I want to say the same thing happens with girls and women. Why wouldn’t it? Only, of course, the impulses are different. One, in particular, the one to deference—is hard to overcome. Women have to try much harder than men to assert themselves in the same realms as men. And with about as much success as men at overcoming their albatross. Let your guard down for a moment and see what happens.

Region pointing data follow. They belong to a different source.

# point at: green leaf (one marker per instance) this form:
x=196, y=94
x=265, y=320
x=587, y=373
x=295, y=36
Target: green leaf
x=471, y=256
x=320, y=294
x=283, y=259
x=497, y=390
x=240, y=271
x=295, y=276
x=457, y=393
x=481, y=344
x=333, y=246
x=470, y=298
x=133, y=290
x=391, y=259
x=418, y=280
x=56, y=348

Their moral tasks are never the same.]

Like other popular movements, however, this may be seriously retarded by the blunders of its adherents. Tried by the ordinary standard of public meetings, the speeches at the Convention are remarkable for the preponderance of the rational over the declamatory element; but there are some exceptions; and things to which it is impossible to attach any rational meaning, have found their way into the resolutions. Thus, the resolution which sets forth the claims made in behalf of women, after claiming equality in education, in industrial pursuits, and in political rights, enumerates as a fourth head of demand something under the name of “social and spiritual union,” and “a medium of expressing the highest moral and spiritual views of justice,” with other similar verbiage, serving only to mar the simplicity and rationality of the other demands: resembling those who would weakly attempt to combine nominal equality between men and women, with enforced distinctions in their privileges and functions. What is wanted for women is equal rights, equal admission to all social privileges; not a position apart, a sort of sentimental priesthood. To this, the only just and rational principle, both the resolutions and the speeches for the most part, adhere. They contain so little which is akin to the nonsensical paragraph in question, that we suspect it not to be the work of the same hands as most of the other resolutions. The strength of the cause lies in the support of those who are influenced by reason and principle; and to attempt to recommend it by sentimentalities, absurd in reason, and inconsistent with the principle on which the movement is founded, is to place a good cause on a level with a bad one.

[Such cute talk of “social and spiritual union” and “a medium of expressing the highest moral and spiritual views of justice” Harriet Mill is right to suggest is an example of moral slippage and failing nerve. Whatever these expressions may mean to her they mean next to nothing to him coming from her. When he waxes in that vein he is pulled up and away by something heterocosmic. It is never rooted in the sense of aspirational union that impels her excursions into such language. In his ears it is unauthentic coming from her mouth. She might do better to demand that he live up to and get on with his otherworldliness and leave this world to her.]